Daniel Kehlmann - Tyll

  • Danke, @Hirilvorgul, dass Du Dir die Arbeit gemacht hast. :thumleft: Schade, dass man nicht mehrmals "gefällt mir" klicken kann. :(


    Ich gehe davon aus, dass Du es hier vermeldest, falls Kehlmann sich bei Dir meldet?

    Bücher sind auch Lebensmittel (Martin Walser)


    Wenn du einen Garten und eine Bibliothek hast, wird es dir an nichts fehlen. (Cicero)

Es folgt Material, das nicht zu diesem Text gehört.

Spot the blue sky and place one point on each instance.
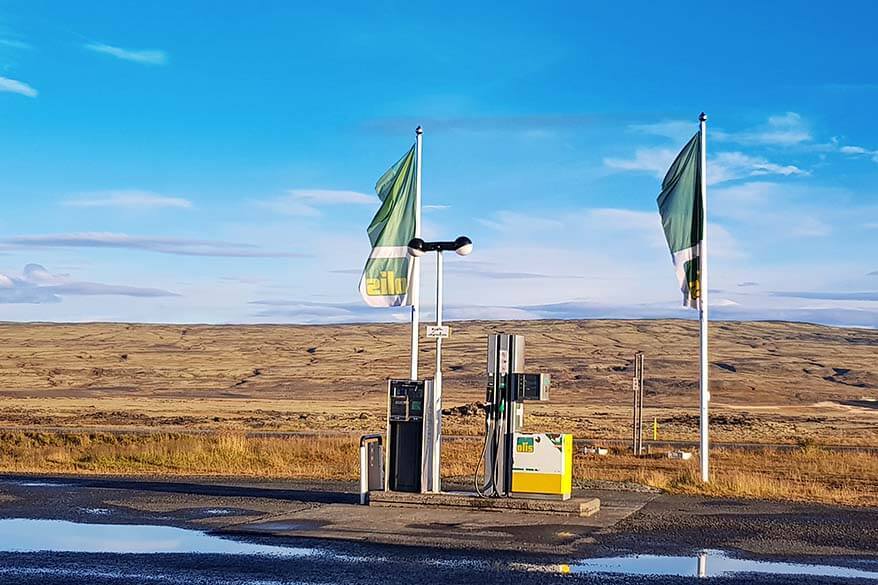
(204, 162)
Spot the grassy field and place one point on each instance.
(177, 400)
(809, 473)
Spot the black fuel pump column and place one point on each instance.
(405, 434)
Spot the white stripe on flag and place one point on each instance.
(389, 252)
(680, 259)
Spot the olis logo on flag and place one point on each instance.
(682, 210)
(386, 283)
(389, 268)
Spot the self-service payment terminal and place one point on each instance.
(412, 421)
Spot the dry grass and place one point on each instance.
(169, 454)
(808, 474)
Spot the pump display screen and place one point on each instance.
(406, 400)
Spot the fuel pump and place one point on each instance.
(413, 421)
(518, 463)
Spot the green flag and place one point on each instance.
(389, 269)
(682, 212)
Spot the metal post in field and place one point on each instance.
(703, 308)
(637, 387)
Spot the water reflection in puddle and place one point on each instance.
(26, 535)
(708, 564)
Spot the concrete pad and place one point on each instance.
(579, 506)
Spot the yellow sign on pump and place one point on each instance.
(542, 465)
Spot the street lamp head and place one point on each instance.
(463, 246)
(416, 247)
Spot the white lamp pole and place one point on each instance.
(463, 246)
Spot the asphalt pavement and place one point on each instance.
(338, 541)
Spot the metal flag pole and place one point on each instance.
(703, 305)
(416, 269)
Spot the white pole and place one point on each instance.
(416, 271)
(703, 307)
(437, 380)
(364, 474)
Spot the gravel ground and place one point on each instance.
(667, 525)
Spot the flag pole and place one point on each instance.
(416, 270)
(703, 306)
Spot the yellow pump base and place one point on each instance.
(542, 465)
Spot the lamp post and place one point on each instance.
(462, 246)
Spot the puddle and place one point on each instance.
(24, 483)
(96, 511)
(708, 564)
(27, 535)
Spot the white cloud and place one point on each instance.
(859, 151)
(13, 86)
(36, 285)
(177, 246)
(145, 57)
(650, 160)
(724, 166)
(15, 44)
(514, 222)
(304, 202)
(784, 130)
(727, 166)
(760, 203)
(677, 130)
(128, 199)
(332, 196)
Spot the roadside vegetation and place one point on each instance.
(807, 474)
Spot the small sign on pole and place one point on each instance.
(438, 331)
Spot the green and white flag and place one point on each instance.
(389, 270)
(682, 212)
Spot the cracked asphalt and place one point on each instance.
(347, 543)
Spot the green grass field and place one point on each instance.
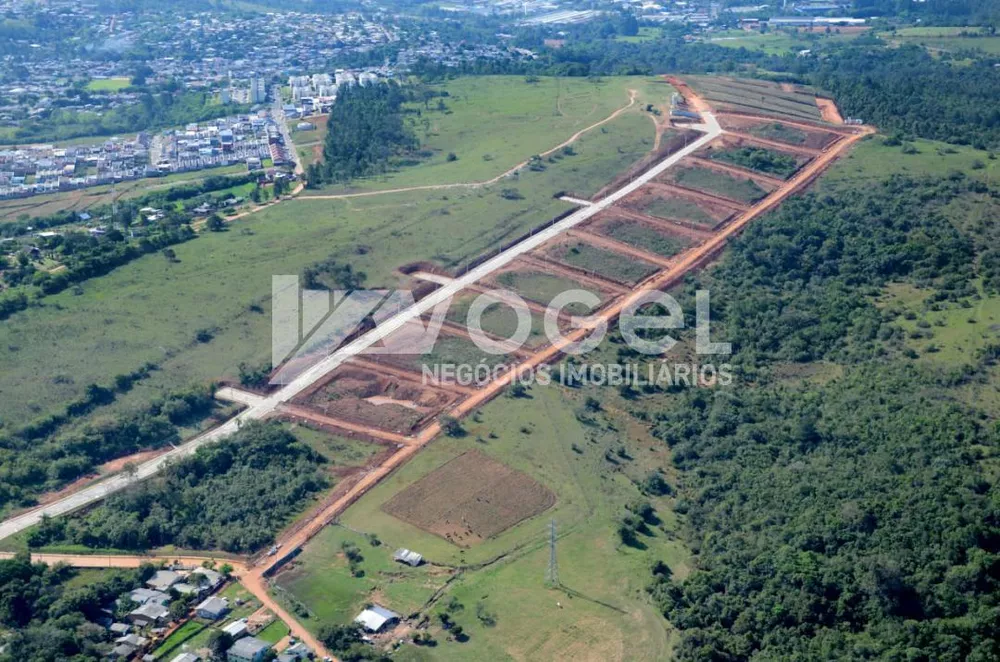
(871, 159)
(645, 237)
(607, 615)
(108, 84)
(493, 123)
(151, 309)
(719, 183)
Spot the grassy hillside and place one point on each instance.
(593, 461)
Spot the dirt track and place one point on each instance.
(828, 109)
(254, 577)
(523, 164)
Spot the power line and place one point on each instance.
(552, 573)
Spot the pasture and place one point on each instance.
(717, 183)
(491, 124)
(497, 591)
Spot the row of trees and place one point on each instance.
(370, 132)
(38, 458)
(233, 495)
(850, 518)
(47, 619)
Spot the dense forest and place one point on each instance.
(369, 132)
(233, 495)
(49, 620)
(854, 517)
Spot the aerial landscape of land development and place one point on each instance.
(422, 330)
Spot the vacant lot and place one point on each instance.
(756, 96)
(470, 499)
(645, 237)
(498, 319)
(603, 262)
(717, 183)
(381, 402)
(542, 436)
(542, 287)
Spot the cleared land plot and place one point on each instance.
(677, 207)
(342, 453)
(641, 235)
(871, 159)
(370, 399)
(541, 435)
(718, 183)
(322, 581)
(446, 350)
(492, 123)
(756, 96)
(542, 287)
(600, 261)
(795, 136)
(469, 499)
(742, 154)
(498, 319)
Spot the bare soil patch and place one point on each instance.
(796, 136)
(469, 499)
(678, 206)
(381, 401)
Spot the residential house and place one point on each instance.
(376, 618)
(212, 608)
(148, 614)
(248, 649)
(162, 579)
(404, 555)
(237, 629)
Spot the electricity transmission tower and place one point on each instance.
(552, 573)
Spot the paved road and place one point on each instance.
(267, 405)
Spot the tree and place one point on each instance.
(215, 223)
(219, 643)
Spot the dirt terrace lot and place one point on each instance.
(469, 499)
(680, 206)
(385, 402)
(601, 261)
(541, 286)
(755, 96)
(793, 135)
(641, 235)
(742, 190)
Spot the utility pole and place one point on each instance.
(552, 573)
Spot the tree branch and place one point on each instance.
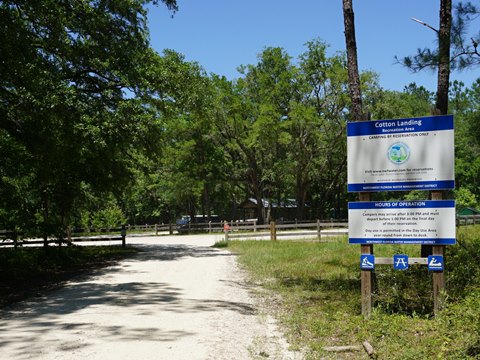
(424, 24)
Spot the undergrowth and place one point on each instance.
(319, 284)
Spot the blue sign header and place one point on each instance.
(408, 125)
(360, 205)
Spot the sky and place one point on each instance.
(221, 35)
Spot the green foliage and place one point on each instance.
(109, 217)
(319, 300)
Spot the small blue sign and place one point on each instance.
(367, 262)
(400, 262)
(435, 263)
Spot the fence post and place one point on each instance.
(123, 233)
(438, 282)
(273, 231)
(319, 230)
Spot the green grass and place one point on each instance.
(319, 288)
(26, 271)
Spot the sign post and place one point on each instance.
(401, 155)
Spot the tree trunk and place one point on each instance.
(444, 56)
(353, 77)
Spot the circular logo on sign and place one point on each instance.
(398, 153)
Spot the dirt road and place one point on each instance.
(179, 299)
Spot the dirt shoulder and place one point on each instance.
(177, 299)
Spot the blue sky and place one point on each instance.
(223, 34)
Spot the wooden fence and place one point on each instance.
(236, 230)
(318, 230)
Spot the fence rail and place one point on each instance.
(318, 230)
(236, 230)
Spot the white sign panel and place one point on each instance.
(429, 222)
(404, 154)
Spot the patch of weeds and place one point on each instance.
(320, 289)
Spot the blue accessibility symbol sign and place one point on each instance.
(435, 262)
(400, 262)
(367, 262)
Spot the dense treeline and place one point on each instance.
(98, 129)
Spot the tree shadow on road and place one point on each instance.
(45, 315)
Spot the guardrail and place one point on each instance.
(318, 230)
(11, 239)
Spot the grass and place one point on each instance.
(319, 288)
(26, 272)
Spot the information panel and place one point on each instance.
(402, 155)
(429, 222)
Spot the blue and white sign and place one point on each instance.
(425, 222)
(435, 263)
(367, 262)
(404, 154)
(400, 262)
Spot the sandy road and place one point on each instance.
(179, 299)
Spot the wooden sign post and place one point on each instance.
(401, 155)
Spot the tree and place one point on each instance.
(353, 75)
(439, 58)
(68, 79)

  • Ich gehe davon aus, dass Du es hier vermeldest, falls Kehlmann sich bei Dir meldet?

    Auf jeden Fall.
    Und es war keine Mühe - eher eine neue Erfahrung. Ich hab noch nie bei einem Autoreninterview mitgeschrieben. Ich war erstaunt, dass ich das wirklich noch alles entziffern konnte, was ich da so schnell hingekritzelt hatte. :totlach:

    Gelesen in 2024: 7 - Gehört in 2024: 5 - SUB: 598


    "Wenn der Schnee fällt und die weißen Winde wehen, stirbt der einsame Wolf, doch das Rudel überlebt." Ned Stark

  • Auf jeden Fall.Und es war keine Mühe - eher eine neue Erfahrung. Ich hab noch nie bei einem Autoreninterview mitgeschrieben. Ich war erstaunt, dass ich das wirklich noch alles entziffern konnte, was ich da so schnell hingekritzelt hatte. :totlach:

    und es hat sich für uns gelohnt, dass Du so eifrig mitgeschrieben hast, danke schön :friends: Interessante Einsichten und Aspekte. Tyll hab ich ja selbst als Klammer um die Geschichte empfunden, als den Teil, der die einzelnen Fragmente der Erzählungen zusammenhält. Da lag ich ja gar nicht so verkehrt. Der Eifer des Marketing hat in mir dann die falsche Erwartung geweckt - so wie der Titel bei Dir. Er war für mich insofern "der Protagonist" als er als einzige Figur so kontinuierlich überall auftauchte, auch wenn Liz auch recht präsent war. Aber trotzdem hab ich sie weniger in dieser Funktion gesehen, obwohl sie in weiten Teilen eine Rolle spielt. Es ist doch immer spannend, wie unterschiedlich wir alles wahrnehmen und was der Autor eigentlich in seinem Roman sieht, was er schreiben und ausdrücken wollte. Soviel zu unseren Interpretationen :loool:

    viele Grüße vom Squirrel



    :study: Joseph Roth - Hiob

    :study: Mike Dash - Tulpenwahn


  • Danke für Deine Mitschrift! Das fand ich wirklich interessant, wie sich unsere eigenen Eindrücke mit denen des Autors decken oder auch nicht. Mit hat der Begriff "Dämon"
    gut gefallen, und da fällt mir gleich wieder das "Irrlicht" ein, das @Klaus V. nannte - das passt so gut.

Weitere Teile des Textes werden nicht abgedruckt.